Innovation Partners Weekly BioBlog Jan 2, 2020

Five health care fights to watch in 2020

The Hill covers five top stories to watch in the new year. These include the continued battle over drug pricing, the fight against so-called “surprise billing,”; the quest to keep — or eliminate — Obamacare; the Democrat’s “Medicare for all” mantra; and vaping and e-cigarettes. These are stories the Innovation Partners BioBlog has covered in 2019 and will continue to follow in the new year.

How Congress’ surprise billing compromise fell short

Months of debate ended without agreement on a “surprise billing” compromise that many anticipated would come out of December meetings in Congress. Surprise billing has been an issue that both Republicans and Democrats agree should be addressed. Still, neither side of the aisle could come to a compromise in December on a bill that would address the topic of surprise medical charges from out-of-network providers.

Partners HealthCare aims to bring care closer to home, lower costs

Partners HealthCare announced four state-of-the-art outpatient centers in Massachusetts and New Hampshire. The new centers will offer both specialty services such as orthopedics and behavioral health, with smaller centers providing integrated services. Larger sites will include ambulatory surgery and full imaging services. The group aims to offer lower-cost treatment closer to where their patients live. One center in Westwood will be an extension of an existing site, with new sites built in Woburn, Westborough, and Salem, New Hampshire.

AstraZeneca, Daiichi notch blockbuster FDA nod for breast cancer med Enhertu

AstraZeneca and Daiichi Sankyo have received the FDA go-ahead for a new treatment for patients with difficult-to-treat breast cancer. Enhertu has been approved in the US for HER2-positive unresectable, or metastatic breast cancer following two or more prior anti-HER2 regimens. The new treatment launches with a price tag of $13,300 per month.
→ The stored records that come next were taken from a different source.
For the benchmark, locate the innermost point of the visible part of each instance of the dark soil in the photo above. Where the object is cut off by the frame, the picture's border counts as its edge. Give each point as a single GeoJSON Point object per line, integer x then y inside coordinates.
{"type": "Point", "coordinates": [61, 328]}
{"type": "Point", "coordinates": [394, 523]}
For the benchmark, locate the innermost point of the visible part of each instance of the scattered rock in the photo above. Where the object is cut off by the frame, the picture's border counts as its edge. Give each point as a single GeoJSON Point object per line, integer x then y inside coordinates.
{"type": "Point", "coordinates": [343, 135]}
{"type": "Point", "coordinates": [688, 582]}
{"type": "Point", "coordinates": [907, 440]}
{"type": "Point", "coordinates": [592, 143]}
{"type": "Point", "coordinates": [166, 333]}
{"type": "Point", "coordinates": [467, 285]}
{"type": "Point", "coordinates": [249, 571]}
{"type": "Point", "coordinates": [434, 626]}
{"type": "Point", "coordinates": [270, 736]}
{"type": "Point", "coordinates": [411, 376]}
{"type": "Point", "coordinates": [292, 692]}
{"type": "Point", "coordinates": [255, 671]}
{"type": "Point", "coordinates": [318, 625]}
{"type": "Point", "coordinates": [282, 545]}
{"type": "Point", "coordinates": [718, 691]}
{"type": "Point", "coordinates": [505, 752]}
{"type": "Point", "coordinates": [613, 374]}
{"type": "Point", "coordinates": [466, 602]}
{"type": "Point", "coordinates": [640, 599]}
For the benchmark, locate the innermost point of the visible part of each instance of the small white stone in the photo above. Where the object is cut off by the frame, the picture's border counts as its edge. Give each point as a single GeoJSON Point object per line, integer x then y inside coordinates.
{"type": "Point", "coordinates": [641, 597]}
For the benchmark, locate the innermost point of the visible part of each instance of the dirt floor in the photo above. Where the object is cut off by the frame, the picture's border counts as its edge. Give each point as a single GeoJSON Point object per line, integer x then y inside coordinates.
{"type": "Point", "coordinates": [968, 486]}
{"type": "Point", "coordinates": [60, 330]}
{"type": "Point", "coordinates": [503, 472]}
Enhertu (trastuzumab deruxtecan) approved in the US for HER2-positive unresectable or metastatic breast cancer following two or more prior anti-HER2 based regimens

AstraZeneca and Daiichi Sankyo Company, Limited (Daiichi Sankyo) today announced that the US Food and Drug Administration (FDA) has approved Enhertu (fam-trastuzumab deruxtecan-nxki) for the treatment of adult patients with unresectable or metastatic HER2-positive breast cancer who have received two or more prior anti-HER2 based regimens in the metastatic setting. This indication is approved under Accelerated Approval based on tumor response rate and duration of response. Continued approval for this indication may be contingent upon verification and description of clinical benefit in a confirmatory trial. Enhertu is an HER2-directed antibody-drug conjugate (ADC), and the FDA approval is based on the results of the registrational Phase II trial DESTINY-Breast01 of Enhertu (5.4mg/kg) monotherapy in patients with HER2-positive metastatic breast cancer. All patients received prior trastuzumab, trastuzumab emtansine, and 66% had prior pertuzumab.

Democrats to put renewed focus on health care in new year

House Speaker Nancy Pelosi vowed to focus Democratic efforts on health care in the new year. Republicans remain critical of the House-passed drug pricing bill, which critics say suppresses innovation by artificially reducing costs. President Trump supports a more nuanced, modest bipartisan bill that does not include a provision to negotiate costs.